Home to the Cao Dai Holy See
The capital of the same-named province, Tay Ninh is situated 95 km northwest of Ho Chi Minh City and is the original home of the Cao Dai religion.
The town itself is a bit of a nondescript affair -- accommodation and eateries are available, but very few travellers choose to overnight here -- primarily because the tours from Saigon are so affordable -- some going for as little as US$2 per person!
The people flock her to see the Cao Dai Holy See -- the great temple of the Cao Dai faith -- which sits a few km outside of town. A garish meld of styles and influences, the temple is dominated by the divine eye which is the religion’s representation of God -- for those who are curious, it’s a left eye. The temple is done out in hues of pink and baby blues, with a brilliant interior bedecked with eight grandiose pillars wrapped with writhing dragons, and a clouded pastel blue sky that wouldn’t be out of place in a Vegas casino -- you really have to see the place to believe it. The faith has built temples all over the region -- especially in the Mekong Delta -- but this is the biggest, brightest and the best.
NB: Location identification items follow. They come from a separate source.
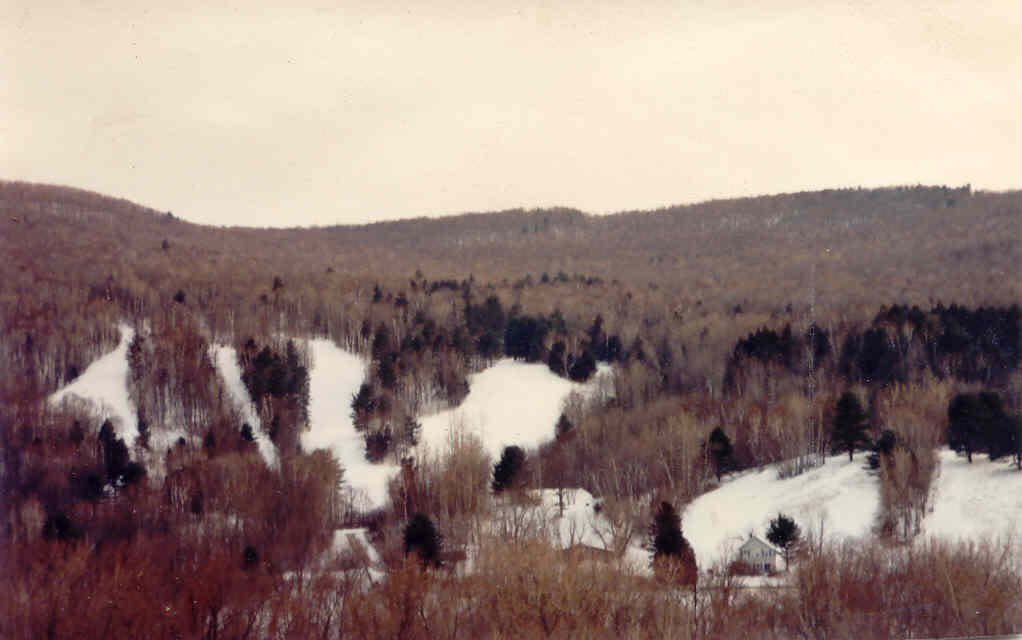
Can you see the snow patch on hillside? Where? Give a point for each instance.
(972, 502)
(840, 498)
(335, 377)
(104, 383)
(510, 403)
(226, 359)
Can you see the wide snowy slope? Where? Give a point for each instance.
(227, 364)
(841, 498)
(335, 377)
(971, 502)
(104, 383)
(510, 403)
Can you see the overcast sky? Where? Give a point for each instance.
(352, 112)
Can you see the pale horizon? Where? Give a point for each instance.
(358, 113)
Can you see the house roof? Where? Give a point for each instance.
(756, 540)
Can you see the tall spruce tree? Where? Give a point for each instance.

The Cao Dai beliefs are a curious mix of Mahayana Buddhism, Confucianism and Taoism with a decent dash of home-grown remedies thrown into the mix. The religion came out of activities of the Vietnamese public officer and mystic, Ngo Minh Chieu, who was on the receiving end of revelations from 1919 onwards, culminating in the founding of the religion in 1926. These revelations are believed to have come directly from God. For a belief which once had a standing army of over 20,000 the practices laid out in these revelations are decidedly non-violent -- frequent prayer, veneration of ancestors, non-violence and vegetarianism are all centrepieces.
It’s the Cao Dao prayers that forms the key attraction at the Holy See from a tourist’s perspective. Ritual prayers are held four times daily with the midday session the most likely one you’ll see if you visit as a part of a tour from Saigon. Be aware that while you’re permitted to photograph the prayers from the upstairs terrace (where all the tourists are herded) you’re not permitted to take pictures of individuals without first asking permission. As with most temples, respectful attire is required -- no singlet tops, shorts, nor, need it be said, bikini tops.
If you decide to visit the temple independently, aim for a prayer session other than the midday one as you’ll have far fewer tourists to share the spectacle with.
To reach Tay Ninh from Saigon catch a bus from either Tay Ninh or Mien Tay bus stations in Saigon. The trip will take two to three hours. Once you’re in Tay Ninh, walk, or get a xe-om to the temple itself.